Stream Processors

With input and output taken care of, we can fill in the gaps with more stream processors. The MapPipe we already wrote is pretty generic and modular, and in theory, the signature O => T can do a huge range of tasks, but it’s less ergonomic for functions that produce lists, options, or futures, all of which are better handled by specialized implementations. We can also work with custom stateful components and look at a few ways to get values out of them.

One of the most useful would be a component to take a value of type I, apply a function that produces an Option[O], and only pass the inner O on to destination pipes if the Option isn’t None. We can implement it with just a few lines of code, like this:

LibUVPipes/file_pipe/main.scala
 case​ ​class​ OptionPipe[​T​,​U​](f​:​​T​ => Option[​U​]) ​extends​ Pipe[​T​,​U​] {
 override​ ​def​ feed(input​:​​T​)​:​​Unit​ = {
 val​ output ​=​ f(input)
 for​ (h ​<-​ handlers;
  o ​<-​ output) {
  h.feed(o)
  }
  }
 }

And although we could use addDestination to add it to a chain of pipes, it’s more convenient if we add a method to the Pipe trait itself to construct it for us:

LibUVPipes/file_pipe/main.scala
 def​ mapOption[​V​](g​:​​U​ => Option[​V​])​:​​Pipe​[​U​,​V​] ​=​ {
  addDestination(OptionPipe(g))
 }

While we’re at it, we can construct a .map method to do the same thing with our MapPipe:

LibUVPipes/file_pipe_out/main.scala
 def​ map[​V​](g​:​​U​ => V)​:​​Pipe​[​U​,​V​] ​=​ {
  addDestination(SyncPipe(g))
 }

We can even construct a .filter method, which takes any true/false function with the type signature I -> Bool and removes elements from the stream that return false:

LibUVPipes/examples.scala
 def​ filter(f​:​​T​ => Boolean)​:​​Pipe​[​T​] ​=​ {
  addDestination(mapOption { t ​=>
  f(t) ​match​ {
 case​ ​true​ ​=>​ Some(t)
 case​ ​false​ ​=>​ None
  }
  }
 }

This technique allows us to chain simple functions, one after the other, without accumulating increasingly complex types as we proceed, as in this example:

LibUVPipes/examples.scala
 SyncPipe(0)
 .map { d ​=>
  println(s​"consumed $d"​)
  d
 }.map { d ​=>
 val​ parsed ​=​ Try {
  d.toInt
  }
 }.filter {
 case​ Success(i) ​=>
  println(s​"saw number $i"​)
 true
 case​ Failure(f) ​=>
  println(s​"error: $f"​)
 false
 }
 // ...

But that’s just the start.

MapConcat

Another extremely useful family of functions are those that take a value of type I and output a Seq[O]—for example, methods like String.split()—and output each item to the destination individually. Not only does this handle functions that transform one output into many, but it can also critically transform one value into nothing at all—meaning it can actually provide filtering functionality as well.

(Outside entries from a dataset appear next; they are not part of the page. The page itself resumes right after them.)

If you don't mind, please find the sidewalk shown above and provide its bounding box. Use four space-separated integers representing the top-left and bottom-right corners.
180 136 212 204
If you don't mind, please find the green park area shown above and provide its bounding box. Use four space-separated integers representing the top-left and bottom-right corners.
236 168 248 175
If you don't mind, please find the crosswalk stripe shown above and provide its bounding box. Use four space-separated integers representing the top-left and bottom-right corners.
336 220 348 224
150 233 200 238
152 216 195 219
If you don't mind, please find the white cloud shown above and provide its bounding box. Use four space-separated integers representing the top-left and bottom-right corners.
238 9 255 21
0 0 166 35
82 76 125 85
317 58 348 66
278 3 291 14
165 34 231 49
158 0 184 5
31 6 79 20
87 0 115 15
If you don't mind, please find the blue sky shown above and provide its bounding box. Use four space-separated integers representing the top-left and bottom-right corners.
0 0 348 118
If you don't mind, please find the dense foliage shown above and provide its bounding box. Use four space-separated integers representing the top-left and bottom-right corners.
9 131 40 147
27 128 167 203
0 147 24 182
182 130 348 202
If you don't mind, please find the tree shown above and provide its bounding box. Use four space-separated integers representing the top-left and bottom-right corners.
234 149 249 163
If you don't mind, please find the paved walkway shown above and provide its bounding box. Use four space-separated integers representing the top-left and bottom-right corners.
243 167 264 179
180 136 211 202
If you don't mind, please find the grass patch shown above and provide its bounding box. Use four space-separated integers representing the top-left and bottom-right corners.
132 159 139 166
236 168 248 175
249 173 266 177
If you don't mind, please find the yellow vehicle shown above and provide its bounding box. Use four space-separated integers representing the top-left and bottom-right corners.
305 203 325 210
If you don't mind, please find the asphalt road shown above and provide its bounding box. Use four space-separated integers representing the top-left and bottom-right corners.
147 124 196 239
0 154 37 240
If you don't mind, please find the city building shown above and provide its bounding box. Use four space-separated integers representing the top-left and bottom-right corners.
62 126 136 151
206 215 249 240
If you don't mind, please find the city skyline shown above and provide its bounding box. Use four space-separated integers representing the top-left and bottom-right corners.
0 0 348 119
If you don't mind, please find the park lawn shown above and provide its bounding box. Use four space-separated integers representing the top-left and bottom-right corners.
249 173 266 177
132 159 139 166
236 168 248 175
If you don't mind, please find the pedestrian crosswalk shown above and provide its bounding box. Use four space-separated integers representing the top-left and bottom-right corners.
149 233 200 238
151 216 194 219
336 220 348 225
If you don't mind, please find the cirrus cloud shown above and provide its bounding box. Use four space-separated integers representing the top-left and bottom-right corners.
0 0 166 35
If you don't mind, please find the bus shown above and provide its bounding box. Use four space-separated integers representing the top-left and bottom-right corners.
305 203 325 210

Much like with Option, an empty Seq() produces no output:

LibUVPipes/file_pipe/main.scala
 case​ ​class​ ConcatPipe[​T​,​U​](f​:​​T​ => Seq[​U​]) ​extends​ Pipe[​T​,​U​] {
 override​ ​def​ feed(input​:​​T​)​:​​Unit​ = {
 val​ output ​=​ f(input)
 for​ (h ​<-​ handlers;
  o ​<-​ output) {
  h.feed(o)
  }
  }
 }

And again, we wrap it in the Pipe trait for convenience:

LibUVPipes/file_pipe/main.scala
 def​ mapConcat[​V​](g​:​​U​ => Seq[​V​])​:​​Pipe​[​U​,​V​] ​=​ {
  addDestination(ConcatPipe(g))
 }

This allows us to chain together many more kinds of processes without accumulating deeply nested sequence types. Even if we’ve repeatedly split large buffers of text into smaller pieces, we can still process individual chunks one at a time downstream.

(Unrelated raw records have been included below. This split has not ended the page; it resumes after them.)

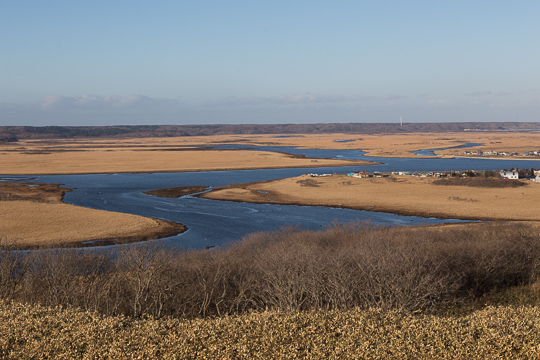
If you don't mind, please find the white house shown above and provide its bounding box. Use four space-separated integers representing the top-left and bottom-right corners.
501 170 519 180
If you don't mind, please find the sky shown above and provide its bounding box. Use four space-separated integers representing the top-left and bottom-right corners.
0 0 540 126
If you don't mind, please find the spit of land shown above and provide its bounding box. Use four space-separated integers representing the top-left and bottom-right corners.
201 175 540 221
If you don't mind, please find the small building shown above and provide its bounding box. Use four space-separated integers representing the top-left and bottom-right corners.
501 169 519 180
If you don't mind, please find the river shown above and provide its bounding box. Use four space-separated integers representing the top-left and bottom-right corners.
4 145 540 249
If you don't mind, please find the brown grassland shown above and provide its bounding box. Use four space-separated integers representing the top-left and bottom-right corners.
201 175 540 221
0 137 369 175
0 302 540 360
5 132 540 359
0 182 185 248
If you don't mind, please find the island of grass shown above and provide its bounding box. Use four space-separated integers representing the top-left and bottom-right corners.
197 175 540 221
143 186 209 199
0 183 186 249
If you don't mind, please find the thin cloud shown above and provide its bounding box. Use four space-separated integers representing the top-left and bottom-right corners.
211 93 375 106
465 91 493 96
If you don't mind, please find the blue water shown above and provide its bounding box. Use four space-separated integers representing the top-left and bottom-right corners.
4 145 540 249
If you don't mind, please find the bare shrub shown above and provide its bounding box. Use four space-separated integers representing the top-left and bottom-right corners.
4 223 540 318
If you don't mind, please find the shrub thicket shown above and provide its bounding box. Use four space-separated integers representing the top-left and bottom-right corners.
0 223 540 318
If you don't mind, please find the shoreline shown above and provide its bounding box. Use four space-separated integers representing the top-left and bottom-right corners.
193 184 500 221
0 182 188 250
195 175 540 222
0 158 384 177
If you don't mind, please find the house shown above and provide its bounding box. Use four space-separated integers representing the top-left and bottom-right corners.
501 169 519 180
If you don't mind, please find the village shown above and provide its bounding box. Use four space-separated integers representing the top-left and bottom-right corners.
308 169 540 183
463 150 540 157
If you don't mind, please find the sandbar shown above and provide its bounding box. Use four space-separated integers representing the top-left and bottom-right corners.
199 175 540 221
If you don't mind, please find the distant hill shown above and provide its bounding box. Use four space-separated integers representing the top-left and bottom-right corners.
0 122 540 142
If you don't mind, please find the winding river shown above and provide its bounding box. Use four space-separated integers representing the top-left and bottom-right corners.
4 145 540 249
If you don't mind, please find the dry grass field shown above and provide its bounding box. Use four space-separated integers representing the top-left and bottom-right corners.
202 175 540 221
0 132 540 175
0 183 185 248
0 302 540 360
0 137 368 175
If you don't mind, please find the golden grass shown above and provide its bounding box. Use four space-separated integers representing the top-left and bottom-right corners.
0 132 538 175
0 138 368 175
0 183 184 248
202 175 540 221
0 302 540 360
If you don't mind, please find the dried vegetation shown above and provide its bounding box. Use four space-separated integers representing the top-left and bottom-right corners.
0 224 540 359
0 219 540 318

Asynchronous Transformations

So far, everything we’ve added to the chain has been a synchronous transformation. But what if we try to add asynchronous functions, of the signature I => Function[O], to our chain? It turns out that they aren’t much harder to implement than the handlers for Option and Seq:

LibUVPipes/file_pipe/main.scala
 case​ ​class​ AsyncPipe[​T​,​U​](f​:​​T​ => Future[​U​])
  (​implicit​ ec​:​​ExecutionContext​) ​extends​ Pipe[​T​,​U​] {
 
 override​ ​def​ feed(input​:​​T​)​:​​Unit​ = {
  f(input).map { o ​=>
 for​ (h ​<-​ handlers) {
  h.feed(o)
  }
  }
  }
 }

And we can wrap it as .mapAsync for all pipe instances:

LibUVPipes/file_pipe/main.scala
 def​ mapAsync[​V​](g​:​​U​ => Future[​V​])(​implicit​ ec​:​​ExecutionContext​)​:​​Pipe​[​U​,​V​] ​=​ {
  addDestination(AsyncPipe(g))
 }

This code comes with the same concerns and caveats about backpressure that our output pipes have; without any kind of throttling mechanism we could easily overwhelm our system with a fast, unbounded input. But for limited inputs, like command-line input, this is incredibly useful. It would let us, for example, add HTTP client requests to a pipeline; supposing we have a Pipe[String], that contains URLs to fetch, we could then just do this:

LibUVPipes/examples.scala
 val​ p​:​​Pipe​[​String​] ​=​ ???
 p.mapAsync { url ​=>
  Curl.get(url)
 }.map { response ​=>
  println(s​"got back result: $response"​)
 
 }

Stateful Processors

Finally, it’s time to add state to our streaming processors. We’ll work through a few different use cases and implementation techniques before we arrive at the most general and powerful cases.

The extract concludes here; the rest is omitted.